Let us say something about fasting, because many, for want of knowing its usefulness, undervalue its necessity, and some reject it as almost superfluous; while, on the other hand where the use of it is not well understood, it easily degenerates into superstition. Holy and legitimate fasting is directed to three ends; for we practice it either as a restraint on the flesh, to preserve it from licentiousness, or as a preparation for prayers and pious meditations, or as a testimony of our humiliation in the presence of God when we are desirous of confessing our guilt before him. (Institutes, IV.12, 14, 15)

Martin Luther wrote,

Of fasting I say this: It is right to fast frequently in order to subdue and control the body. For when the stomach is full, the body does not serve for preaching, for praying, or studying, or for doing anything else that is good. Under such circumstances God’s Word cannot remain. But one should not fast with a view to meriting something by it as by a good work.

In more recent times the evangelical church in South Korea has taught the rest of the world a lesson in prayer and fasting. The first Protestant church was planted in Korea in 1884. One hundred years later there were 30,000 churches. That’s an average of 300 new churches a year for 100 years. Today evangelicals comprise about 30% of the population. God has used many means to do this great work. One of them is a recovery not just of dynamic prayer, but of fasting-prayer.

Application for today:

So the question is asked, ‘Do I believe that fasting is still something worthwhile for the believer?’

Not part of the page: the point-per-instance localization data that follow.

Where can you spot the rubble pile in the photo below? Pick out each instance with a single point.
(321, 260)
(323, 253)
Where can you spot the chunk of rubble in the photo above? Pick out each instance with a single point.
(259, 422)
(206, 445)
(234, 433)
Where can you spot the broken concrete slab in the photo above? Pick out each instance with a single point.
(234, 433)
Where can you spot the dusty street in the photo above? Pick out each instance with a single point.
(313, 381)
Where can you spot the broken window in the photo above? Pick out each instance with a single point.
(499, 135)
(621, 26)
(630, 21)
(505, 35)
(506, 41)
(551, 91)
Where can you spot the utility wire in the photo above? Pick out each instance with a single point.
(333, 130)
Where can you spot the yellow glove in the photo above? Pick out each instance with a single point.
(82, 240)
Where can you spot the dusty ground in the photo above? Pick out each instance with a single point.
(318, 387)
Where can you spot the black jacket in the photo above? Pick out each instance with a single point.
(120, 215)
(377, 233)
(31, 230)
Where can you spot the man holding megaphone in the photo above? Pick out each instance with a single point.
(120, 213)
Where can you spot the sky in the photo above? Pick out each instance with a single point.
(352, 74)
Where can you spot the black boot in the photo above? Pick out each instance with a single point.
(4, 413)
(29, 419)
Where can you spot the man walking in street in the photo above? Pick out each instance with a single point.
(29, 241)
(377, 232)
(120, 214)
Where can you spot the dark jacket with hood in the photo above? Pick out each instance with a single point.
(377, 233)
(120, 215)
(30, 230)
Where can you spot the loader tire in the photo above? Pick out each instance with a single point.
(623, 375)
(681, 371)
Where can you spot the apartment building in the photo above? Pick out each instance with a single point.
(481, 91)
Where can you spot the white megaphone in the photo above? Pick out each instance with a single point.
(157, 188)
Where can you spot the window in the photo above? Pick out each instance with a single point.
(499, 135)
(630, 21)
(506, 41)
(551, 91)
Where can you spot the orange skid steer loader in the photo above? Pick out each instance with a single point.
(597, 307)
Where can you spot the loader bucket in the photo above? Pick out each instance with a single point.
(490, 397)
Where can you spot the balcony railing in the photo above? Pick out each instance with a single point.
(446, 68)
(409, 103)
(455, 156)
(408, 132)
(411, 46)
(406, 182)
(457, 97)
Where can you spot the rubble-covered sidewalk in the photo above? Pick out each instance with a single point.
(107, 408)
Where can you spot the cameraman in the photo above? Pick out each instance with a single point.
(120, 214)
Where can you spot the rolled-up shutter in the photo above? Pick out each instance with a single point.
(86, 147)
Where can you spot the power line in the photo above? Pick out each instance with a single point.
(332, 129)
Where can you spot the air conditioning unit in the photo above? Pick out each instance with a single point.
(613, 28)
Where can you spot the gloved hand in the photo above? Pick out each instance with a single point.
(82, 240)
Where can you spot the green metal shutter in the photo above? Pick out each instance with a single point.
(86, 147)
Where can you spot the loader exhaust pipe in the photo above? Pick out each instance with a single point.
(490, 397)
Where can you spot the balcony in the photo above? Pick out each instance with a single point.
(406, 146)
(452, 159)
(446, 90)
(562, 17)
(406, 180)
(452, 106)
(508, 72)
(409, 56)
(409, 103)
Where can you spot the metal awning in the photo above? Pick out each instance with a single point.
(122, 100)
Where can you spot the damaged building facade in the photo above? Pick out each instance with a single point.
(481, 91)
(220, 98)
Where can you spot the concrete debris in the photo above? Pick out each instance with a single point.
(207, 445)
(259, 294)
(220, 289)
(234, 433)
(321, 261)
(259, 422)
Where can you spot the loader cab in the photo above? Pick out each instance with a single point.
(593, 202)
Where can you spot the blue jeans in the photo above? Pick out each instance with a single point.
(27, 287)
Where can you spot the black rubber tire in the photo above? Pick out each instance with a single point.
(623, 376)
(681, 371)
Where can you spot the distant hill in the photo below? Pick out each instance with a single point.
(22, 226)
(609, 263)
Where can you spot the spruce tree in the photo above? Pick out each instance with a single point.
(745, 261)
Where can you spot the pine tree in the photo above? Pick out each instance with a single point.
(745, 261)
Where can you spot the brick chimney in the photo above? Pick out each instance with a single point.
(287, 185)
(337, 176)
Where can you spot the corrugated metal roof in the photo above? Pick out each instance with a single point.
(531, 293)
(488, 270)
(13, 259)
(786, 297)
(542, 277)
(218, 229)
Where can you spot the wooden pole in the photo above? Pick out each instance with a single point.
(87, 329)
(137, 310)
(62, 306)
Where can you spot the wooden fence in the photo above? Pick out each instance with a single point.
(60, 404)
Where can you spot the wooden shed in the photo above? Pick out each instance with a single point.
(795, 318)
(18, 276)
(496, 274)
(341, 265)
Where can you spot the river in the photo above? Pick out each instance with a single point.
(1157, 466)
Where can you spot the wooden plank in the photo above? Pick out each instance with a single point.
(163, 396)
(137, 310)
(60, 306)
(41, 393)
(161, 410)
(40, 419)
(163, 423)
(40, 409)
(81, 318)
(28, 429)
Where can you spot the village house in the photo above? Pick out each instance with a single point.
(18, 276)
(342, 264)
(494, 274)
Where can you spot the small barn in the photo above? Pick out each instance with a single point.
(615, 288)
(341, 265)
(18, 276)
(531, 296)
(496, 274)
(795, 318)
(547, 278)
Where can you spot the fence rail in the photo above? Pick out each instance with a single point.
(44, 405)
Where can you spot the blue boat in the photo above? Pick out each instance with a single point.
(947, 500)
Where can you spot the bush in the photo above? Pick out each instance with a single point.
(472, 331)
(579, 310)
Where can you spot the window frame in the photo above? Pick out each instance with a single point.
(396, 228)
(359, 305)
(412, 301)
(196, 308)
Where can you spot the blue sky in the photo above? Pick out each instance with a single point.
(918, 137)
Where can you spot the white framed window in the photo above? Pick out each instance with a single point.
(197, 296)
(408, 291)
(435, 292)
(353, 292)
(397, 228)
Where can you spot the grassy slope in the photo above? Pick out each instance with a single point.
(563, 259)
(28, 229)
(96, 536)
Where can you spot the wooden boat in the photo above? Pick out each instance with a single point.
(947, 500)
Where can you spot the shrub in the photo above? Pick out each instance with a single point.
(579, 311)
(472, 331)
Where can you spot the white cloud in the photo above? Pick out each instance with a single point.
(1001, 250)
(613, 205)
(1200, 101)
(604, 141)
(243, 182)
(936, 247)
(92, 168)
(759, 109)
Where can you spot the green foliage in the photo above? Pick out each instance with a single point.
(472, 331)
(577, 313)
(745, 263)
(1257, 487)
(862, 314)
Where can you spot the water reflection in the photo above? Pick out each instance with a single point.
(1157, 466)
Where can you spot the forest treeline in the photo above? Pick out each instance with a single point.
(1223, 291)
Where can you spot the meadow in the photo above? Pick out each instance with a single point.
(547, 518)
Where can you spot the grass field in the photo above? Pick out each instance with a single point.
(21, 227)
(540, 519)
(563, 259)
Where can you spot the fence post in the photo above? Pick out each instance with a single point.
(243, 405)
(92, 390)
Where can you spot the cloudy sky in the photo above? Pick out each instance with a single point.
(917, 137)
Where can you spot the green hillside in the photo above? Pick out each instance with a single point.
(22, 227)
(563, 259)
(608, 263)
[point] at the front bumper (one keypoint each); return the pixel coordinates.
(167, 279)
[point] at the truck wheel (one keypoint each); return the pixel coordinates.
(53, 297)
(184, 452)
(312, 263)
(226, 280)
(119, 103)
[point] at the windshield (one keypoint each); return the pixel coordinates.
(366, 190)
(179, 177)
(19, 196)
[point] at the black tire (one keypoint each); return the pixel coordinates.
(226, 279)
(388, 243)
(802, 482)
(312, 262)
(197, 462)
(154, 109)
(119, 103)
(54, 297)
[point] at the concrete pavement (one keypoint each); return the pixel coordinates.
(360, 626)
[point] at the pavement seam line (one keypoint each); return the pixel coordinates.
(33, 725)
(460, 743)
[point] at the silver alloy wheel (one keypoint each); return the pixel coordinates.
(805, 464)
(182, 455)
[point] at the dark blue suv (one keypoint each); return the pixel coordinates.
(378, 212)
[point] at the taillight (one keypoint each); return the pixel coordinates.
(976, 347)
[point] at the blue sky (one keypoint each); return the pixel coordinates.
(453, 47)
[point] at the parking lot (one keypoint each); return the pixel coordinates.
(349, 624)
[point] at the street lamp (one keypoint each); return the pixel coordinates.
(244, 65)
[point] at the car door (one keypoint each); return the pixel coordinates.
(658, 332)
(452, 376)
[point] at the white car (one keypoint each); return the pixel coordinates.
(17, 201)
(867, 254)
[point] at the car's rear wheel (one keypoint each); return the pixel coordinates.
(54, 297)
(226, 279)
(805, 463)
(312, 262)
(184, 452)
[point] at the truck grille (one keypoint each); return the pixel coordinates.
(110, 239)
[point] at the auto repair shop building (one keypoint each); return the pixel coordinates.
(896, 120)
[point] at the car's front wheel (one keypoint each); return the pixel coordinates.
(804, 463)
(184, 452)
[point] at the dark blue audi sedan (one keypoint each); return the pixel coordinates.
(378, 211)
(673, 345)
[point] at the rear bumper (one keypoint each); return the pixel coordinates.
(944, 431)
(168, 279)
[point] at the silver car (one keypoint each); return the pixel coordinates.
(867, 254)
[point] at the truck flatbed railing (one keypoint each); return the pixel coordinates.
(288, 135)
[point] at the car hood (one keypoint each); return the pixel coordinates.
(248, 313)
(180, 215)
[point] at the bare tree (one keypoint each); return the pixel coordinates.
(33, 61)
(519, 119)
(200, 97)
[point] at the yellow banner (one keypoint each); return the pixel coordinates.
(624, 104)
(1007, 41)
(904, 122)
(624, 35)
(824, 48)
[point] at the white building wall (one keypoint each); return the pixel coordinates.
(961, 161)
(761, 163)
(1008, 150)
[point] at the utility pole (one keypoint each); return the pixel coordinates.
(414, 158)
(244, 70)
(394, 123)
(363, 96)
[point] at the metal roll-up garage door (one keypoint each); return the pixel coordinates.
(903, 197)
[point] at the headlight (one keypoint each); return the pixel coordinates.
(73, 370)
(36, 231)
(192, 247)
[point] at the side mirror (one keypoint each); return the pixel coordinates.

I answer with this; Jesus taught it, he modelled it, the apostles did it, a mighty man of God before Jesus did it. So yes, I absolutely believe that fasting is worthwhile for believers today.

I believe fasting is helpful in that it reminds us that our bodies are weak and will pass away and therefore keeps our focus on our all-sustaining, all-powerful Father, unlike the Pharisees who took fasting and made it their object. They fasted twice a week without fail, but they did not know God. Fasting is not the object, God is.


John Piper’s work on the subject of fasting has been used in putting this together.